Artık tamamen rutin bir hal almıştı son birkaç yıldır bu alışkanlığı. İşte
başlamıştı yeni günde de. Beyaz, terli atletinden taşan göbeğiyle horul horul
uyuyordu adam her şeyden habersiz. Üstü açılmıştı sıcaktan. Ani bir kararla
kamera kaydına almaya başladı o haliyle eşini. Birden cırtlak sesi ortalığı
çınlattı kadının. Bir program sunucusu edasıyla:
“Eveeettt!
Efendim, hepinize günaydınlar. Bakın burada kim var? Uykucu kocam!”
Sıkı,
can yakan bir makas aldı yanağından adamın. Kadına sırtını homurdanarak dönen
adam, devam etti uyumaya. Umursamaz haline bozuldu eşinin. Ancak kamera
kayıttayken üzerinde duramazdı konunun. Ne de olsa şu an canlı yayındaydı yani!

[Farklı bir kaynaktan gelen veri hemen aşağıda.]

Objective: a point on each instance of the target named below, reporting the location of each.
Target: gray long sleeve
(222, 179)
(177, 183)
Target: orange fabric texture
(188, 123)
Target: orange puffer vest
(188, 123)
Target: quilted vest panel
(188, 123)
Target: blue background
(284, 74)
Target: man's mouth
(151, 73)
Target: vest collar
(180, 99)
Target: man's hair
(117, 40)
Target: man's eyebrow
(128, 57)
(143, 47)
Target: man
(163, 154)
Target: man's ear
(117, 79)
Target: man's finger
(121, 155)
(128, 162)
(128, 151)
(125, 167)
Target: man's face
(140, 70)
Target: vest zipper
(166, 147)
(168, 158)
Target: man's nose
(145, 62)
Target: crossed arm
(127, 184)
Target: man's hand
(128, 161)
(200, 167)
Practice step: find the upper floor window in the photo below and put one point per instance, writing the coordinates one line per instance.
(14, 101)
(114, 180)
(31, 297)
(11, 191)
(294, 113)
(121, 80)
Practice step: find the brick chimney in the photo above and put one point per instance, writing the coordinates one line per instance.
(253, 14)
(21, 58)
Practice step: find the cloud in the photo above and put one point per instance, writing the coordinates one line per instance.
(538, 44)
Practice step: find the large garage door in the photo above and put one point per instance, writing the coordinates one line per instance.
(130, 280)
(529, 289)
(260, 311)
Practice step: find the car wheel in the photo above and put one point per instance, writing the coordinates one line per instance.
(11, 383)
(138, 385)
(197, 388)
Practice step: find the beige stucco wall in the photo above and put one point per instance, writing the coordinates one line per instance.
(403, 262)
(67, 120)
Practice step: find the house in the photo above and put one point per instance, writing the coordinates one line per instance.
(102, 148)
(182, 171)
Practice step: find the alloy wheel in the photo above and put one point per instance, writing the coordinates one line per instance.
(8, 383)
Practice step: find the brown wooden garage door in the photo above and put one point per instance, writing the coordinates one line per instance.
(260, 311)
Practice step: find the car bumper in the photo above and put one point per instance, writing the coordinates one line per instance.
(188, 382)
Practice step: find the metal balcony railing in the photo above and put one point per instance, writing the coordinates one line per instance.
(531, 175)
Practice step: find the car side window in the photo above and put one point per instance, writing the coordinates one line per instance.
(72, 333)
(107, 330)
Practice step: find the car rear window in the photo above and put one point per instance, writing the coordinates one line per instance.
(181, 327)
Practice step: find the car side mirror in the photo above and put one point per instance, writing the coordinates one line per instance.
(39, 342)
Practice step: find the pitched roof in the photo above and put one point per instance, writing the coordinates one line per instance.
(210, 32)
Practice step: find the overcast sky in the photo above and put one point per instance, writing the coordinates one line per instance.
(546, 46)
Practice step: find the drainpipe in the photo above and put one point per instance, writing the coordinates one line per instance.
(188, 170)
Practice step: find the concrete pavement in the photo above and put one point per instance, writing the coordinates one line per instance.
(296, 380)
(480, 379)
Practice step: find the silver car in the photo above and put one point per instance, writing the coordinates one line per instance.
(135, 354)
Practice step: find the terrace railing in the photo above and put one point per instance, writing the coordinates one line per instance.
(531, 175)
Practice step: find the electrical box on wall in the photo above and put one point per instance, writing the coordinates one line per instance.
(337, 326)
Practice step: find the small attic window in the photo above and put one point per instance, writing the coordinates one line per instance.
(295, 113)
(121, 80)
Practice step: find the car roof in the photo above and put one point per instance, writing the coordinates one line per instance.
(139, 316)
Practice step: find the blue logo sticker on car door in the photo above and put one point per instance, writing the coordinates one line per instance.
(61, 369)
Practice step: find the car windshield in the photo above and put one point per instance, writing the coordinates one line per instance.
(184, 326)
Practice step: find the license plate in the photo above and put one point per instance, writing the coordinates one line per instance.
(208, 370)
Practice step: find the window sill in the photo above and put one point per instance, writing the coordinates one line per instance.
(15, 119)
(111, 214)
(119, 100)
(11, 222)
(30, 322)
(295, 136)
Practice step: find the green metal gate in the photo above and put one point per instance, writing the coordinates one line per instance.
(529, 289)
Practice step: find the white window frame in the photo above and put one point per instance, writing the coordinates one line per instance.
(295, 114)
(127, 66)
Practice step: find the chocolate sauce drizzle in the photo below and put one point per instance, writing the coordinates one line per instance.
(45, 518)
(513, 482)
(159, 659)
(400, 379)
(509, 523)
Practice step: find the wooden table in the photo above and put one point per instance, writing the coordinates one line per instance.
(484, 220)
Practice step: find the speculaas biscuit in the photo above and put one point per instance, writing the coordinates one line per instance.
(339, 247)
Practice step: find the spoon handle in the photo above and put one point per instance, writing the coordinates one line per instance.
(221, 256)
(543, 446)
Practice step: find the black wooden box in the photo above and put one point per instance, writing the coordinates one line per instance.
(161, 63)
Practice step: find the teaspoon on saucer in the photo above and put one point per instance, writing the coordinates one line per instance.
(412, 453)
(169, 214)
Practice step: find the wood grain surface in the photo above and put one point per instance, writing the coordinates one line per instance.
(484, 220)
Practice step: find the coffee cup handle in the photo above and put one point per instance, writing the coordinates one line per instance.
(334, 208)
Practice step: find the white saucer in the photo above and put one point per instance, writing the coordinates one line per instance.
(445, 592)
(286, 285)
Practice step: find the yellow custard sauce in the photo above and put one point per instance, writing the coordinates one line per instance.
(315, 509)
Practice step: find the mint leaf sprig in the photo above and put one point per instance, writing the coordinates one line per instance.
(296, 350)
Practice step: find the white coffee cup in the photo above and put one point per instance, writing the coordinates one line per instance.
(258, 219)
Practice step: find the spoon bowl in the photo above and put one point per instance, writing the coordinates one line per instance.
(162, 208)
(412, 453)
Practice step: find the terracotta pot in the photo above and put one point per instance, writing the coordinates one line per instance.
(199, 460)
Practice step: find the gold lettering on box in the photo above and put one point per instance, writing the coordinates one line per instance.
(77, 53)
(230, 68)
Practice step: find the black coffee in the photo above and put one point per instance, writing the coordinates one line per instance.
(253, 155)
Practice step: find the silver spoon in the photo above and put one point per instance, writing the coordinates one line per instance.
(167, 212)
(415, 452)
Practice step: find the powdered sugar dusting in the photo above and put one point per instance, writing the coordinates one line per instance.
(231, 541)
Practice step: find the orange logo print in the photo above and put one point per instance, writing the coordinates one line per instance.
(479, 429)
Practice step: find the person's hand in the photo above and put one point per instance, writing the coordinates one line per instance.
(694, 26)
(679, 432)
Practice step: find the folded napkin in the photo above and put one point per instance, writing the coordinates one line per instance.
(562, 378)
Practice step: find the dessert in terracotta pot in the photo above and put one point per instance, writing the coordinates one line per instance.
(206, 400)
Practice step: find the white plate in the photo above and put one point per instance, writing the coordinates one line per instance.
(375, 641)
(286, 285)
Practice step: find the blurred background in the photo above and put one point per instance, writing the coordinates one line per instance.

Doğruca oğlunun odasına girdi.
“Evet!
Şimdi de tosbağa oğluşumun yanına geldik! Canım oğluşum benim. Sen benim
ömrümsün ömrüm!”
Diyerek
yorganın altındaki tombul oğlanı şapur şupur öpücüklere boğdu. Sağanak yağmurlu
bir güne gözlerini açan çocuk:
“Yaa
anne! Bir çekil başımdan. Rahat bırak beni!”
Yorganı
öfkeyle kafasına kadar çekti.
“Hahahayy!
Şakacı oğlum benim.”
Kamerayı,
odanın duvarındaki bayrağa çevirdi. Oğlanın poposuna bir çimdik atarak, fısıltıyla:
“Kalk!
Video çekiyorum. Rezil etme beni takipçilerime!”
Kendisine
çevirdi kamerayı bu defa. Sahte gülüşünü taktığı tombul kırmızı yanaklarında, sinsilik
kol geziyordu.
“Evet,
sevgili takipçilerim! Oğluşum, huysuzum da uyanıyor şimdi. Kahvaltı yapacağız
ailecek. Şimdilik hoşça kalın. Ne mutlu Türk’üm diyene!”
Kamerayı
kapattı. Odanın tahta döşemelerini iri cüssesi ile sertçe yürüyerek çatırdattı.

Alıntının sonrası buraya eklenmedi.